Saving for retirement appears to be taking a backseat to
other financial considerations for many Americans right now.
Just 17% have made saving for their post-working years their
top financial priority for 2022, according to First National Bank of Omaha’s
latest financial wellness survey. This is despite 59% of respondents worrying
that they won’t be able to retire by age 65.
Additionally, 46% of those surveyed said they have less than
$15,000 saved for retirement.
The survey was conducted in February among more than 1,000
U.S. adults and was weighted to reflect the population.
So what are people more focused on when it comes to their
finances this year? About 40% said increasing nonretirement savings is their
main goal, and an additional 30% identified paying off debt.
“While it’s a key element of your financial well-being,
prioritizing retirement savings depends on where you are in the cycle of
thinking about retirement, what you have in savings and your personal situation
regarding employment, amount of debt, etcetera,” said Sean Baker, executive
vice president of the individual customer segment for First National Bank of
Omaha.
Retirement security is a pressing issue for many workers, as
research persistently shows that many people have saved little for their golden
years. With fewer traditional pensions offered by companies, retirees generally
must rely on Social Security and their own savings to fund a retirement that
could stretch for two or three decades.
Roughly a quarter of U.S. adults have no retirement savings
at all, according to a report from PwC. Among retirement savers, the median
401(k) account balance for those ages 55 to 64 — i.e., individuals who
generally are nearing retiree status — is $84,714, according to Vanguard’s
latest How American Saves report.
Generally, it’s recommended that you have 10 times your
annual salary saved if you want to retire at age 67, according to Fidelity
Investments.
While balancing retirement savings with other financial
priorities can be tricky, it’s worth trying to save what you can, said Kathryn
Hauer, a certified financial planner with Wilson David Investment Advisors in
Aiken, South Carolina.
“A way to manage the demands is to commit to depositing an
amount, no matter how small, in a 401(k) or [individual retirement account],”
Hauer said.
If you can’t do that, “start small with irregular deposits
of whatever random amount you can spare,” she said. “Every little bit helps.”
For 401(k) plans, the 2022 contribution limit is $20,500,
with the 50-and-over crowd allowed an extra $6,500 as a “catch-up” contribution
(for a total of $27,000).

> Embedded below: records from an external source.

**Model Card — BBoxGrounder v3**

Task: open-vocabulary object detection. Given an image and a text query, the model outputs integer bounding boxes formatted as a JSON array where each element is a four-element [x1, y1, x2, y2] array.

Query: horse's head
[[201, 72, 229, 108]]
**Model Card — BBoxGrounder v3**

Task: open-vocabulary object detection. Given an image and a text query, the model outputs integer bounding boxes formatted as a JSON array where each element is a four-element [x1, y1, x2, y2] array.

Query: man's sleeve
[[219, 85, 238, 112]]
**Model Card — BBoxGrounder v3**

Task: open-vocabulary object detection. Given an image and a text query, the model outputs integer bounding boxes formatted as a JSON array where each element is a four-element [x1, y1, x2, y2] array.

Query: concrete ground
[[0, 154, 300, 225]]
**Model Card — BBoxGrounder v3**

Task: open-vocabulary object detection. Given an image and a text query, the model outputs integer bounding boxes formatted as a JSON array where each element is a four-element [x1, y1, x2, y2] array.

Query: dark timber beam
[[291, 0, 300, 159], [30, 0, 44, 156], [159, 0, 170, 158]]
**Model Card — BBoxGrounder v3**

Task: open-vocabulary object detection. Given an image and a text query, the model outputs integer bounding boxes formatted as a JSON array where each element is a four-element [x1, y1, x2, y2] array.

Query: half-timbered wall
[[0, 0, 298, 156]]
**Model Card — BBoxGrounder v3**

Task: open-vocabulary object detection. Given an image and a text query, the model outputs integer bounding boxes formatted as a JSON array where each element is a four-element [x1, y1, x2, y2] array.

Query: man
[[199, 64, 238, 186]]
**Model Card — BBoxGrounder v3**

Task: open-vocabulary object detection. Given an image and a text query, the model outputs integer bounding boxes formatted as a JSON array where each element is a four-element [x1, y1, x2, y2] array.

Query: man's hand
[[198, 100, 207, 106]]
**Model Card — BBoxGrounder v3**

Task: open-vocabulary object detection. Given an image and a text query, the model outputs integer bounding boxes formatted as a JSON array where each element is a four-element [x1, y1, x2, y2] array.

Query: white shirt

For IRAs, whether Roth or traditional, the limit for
eligible people this year is $6,000, and the catch-up amount if you’re at least
age 50 is $1,000 ($7,000 in total).
The survey from First National Bank of Omaha also showed
that 30% of respondents think their overall financial well-being is better than
it was prepandemic, and 44% said it is about the same. Roughly one-third (34%)
say they believe their credit history gets in the way of financial wellness.